Idiomatic Rust code never uses anything like bzero.  In fact, zero-initializing
a structure is considered unsafe, because an all-zero pattern isn't valid for
all structures.  To initialize a structure in Rust, you either need to provide
the value of every member or else use an initializer function.  The simplest
intializer is often STRUCT_NAME::default(), which can be automatically derived
and is often equivalent to bzero.  But all of those methods know the size of
the structure, so bugs like this aren't possible in idiomatic Rust code.

CVE-2024-45287
In debug builds of Rust, integer math operations are by default bounds-checked
at runtime.  That catches many bugs like this.  For release builds, integer
math operations are wrapping by default, but the programmer can also select
bounds-checking.  In this particular case, however, a Rust programmer wouldn't
have attempted to multiply those two integers together.  Instead, `value`
would've been a Vec of some type, and it would be initialized like
`Vec::with_capacity(nvp->nvp_nitems)`.

1f5bf91a85e93afa17bc9c03fe7fade0852da046
Rust's borrow checker will ensure that a single variable cannot be modified
from two locations at the same time, or modified in one and read from another.
This check happens at compile-time, with 0 runtime cost.  For cases whether the
compiler cannot determine whether the access is safe, various runtime options
are available, like Mutex.  In this case, the function's author actually
performed a cast to remove "const" from the variable.  Rust makes such casts
harder, and it's better type system makes them far less necessary.

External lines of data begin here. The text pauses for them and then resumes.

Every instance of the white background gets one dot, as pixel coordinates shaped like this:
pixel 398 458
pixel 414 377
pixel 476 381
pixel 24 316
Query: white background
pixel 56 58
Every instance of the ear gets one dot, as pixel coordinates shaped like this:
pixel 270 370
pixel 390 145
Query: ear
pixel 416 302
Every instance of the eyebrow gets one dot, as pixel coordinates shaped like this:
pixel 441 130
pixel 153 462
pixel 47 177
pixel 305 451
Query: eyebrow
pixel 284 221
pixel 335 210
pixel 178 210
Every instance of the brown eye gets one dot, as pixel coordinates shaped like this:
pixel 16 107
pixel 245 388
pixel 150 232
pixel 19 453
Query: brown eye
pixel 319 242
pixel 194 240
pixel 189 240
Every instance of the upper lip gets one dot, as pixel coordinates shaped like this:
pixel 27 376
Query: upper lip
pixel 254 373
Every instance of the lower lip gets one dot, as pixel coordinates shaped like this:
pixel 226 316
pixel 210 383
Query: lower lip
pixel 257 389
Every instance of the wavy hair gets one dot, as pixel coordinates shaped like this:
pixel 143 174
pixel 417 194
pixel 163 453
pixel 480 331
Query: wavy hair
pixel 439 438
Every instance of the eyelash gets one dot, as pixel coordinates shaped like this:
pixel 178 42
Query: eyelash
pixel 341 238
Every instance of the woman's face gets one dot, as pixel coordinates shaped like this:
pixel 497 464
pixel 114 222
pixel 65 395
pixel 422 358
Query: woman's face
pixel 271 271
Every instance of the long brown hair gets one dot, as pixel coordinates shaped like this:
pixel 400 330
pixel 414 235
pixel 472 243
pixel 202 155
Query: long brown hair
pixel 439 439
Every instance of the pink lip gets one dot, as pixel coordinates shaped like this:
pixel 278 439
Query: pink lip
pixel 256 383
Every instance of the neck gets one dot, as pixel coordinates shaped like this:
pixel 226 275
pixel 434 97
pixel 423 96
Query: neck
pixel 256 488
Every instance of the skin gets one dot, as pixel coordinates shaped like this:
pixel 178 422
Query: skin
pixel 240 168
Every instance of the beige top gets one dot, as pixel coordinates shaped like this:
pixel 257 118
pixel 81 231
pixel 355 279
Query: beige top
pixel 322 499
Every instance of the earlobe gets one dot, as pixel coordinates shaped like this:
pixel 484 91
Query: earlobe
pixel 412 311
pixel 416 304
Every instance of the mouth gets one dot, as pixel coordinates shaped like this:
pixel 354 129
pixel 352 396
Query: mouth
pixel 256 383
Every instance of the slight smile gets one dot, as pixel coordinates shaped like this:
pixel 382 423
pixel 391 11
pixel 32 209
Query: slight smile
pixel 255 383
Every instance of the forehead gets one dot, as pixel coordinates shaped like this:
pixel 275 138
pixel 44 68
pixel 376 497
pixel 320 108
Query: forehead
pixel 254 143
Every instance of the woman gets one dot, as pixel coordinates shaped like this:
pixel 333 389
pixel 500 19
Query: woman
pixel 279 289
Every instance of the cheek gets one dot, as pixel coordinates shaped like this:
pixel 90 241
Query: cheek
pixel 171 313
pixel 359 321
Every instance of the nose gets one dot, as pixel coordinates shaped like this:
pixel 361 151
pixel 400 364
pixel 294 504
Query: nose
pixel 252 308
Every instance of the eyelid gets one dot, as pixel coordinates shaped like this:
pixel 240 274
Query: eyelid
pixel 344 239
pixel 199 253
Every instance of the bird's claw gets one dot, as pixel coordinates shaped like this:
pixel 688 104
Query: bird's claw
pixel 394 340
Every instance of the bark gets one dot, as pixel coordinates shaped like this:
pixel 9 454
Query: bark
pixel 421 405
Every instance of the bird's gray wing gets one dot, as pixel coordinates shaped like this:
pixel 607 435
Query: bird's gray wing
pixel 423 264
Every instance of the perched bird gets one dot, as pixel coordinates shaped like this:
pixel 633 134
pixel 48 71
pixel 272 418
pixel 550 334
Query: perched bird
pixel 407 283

35f4984343229545881a324a00cdbb3980d675ce and
eced2e2f1e56b54753702da52a88fccbe73b3dcb
In idiomatic Rust, a falliable function returns a `Result` type, and the
compiler is smart enough to know when a programmer ignores the Result.  It will
generate a warning, and most projects are configured to treat that type of
warning as an error.  So bugs like this don't usually happen.  They can,
however.  A programmer can deliberately ignore the error, as in eced2e2f1e5 ,
or he can "unwrap" it.  That means "panic on error", which is not terribly
different from the bug fixed by 35f49843432. So it's possible but far from
certain that a Rust implementation would've prevented these bugs.  That's why
in my summary I said "about three quarters" could've been avoided.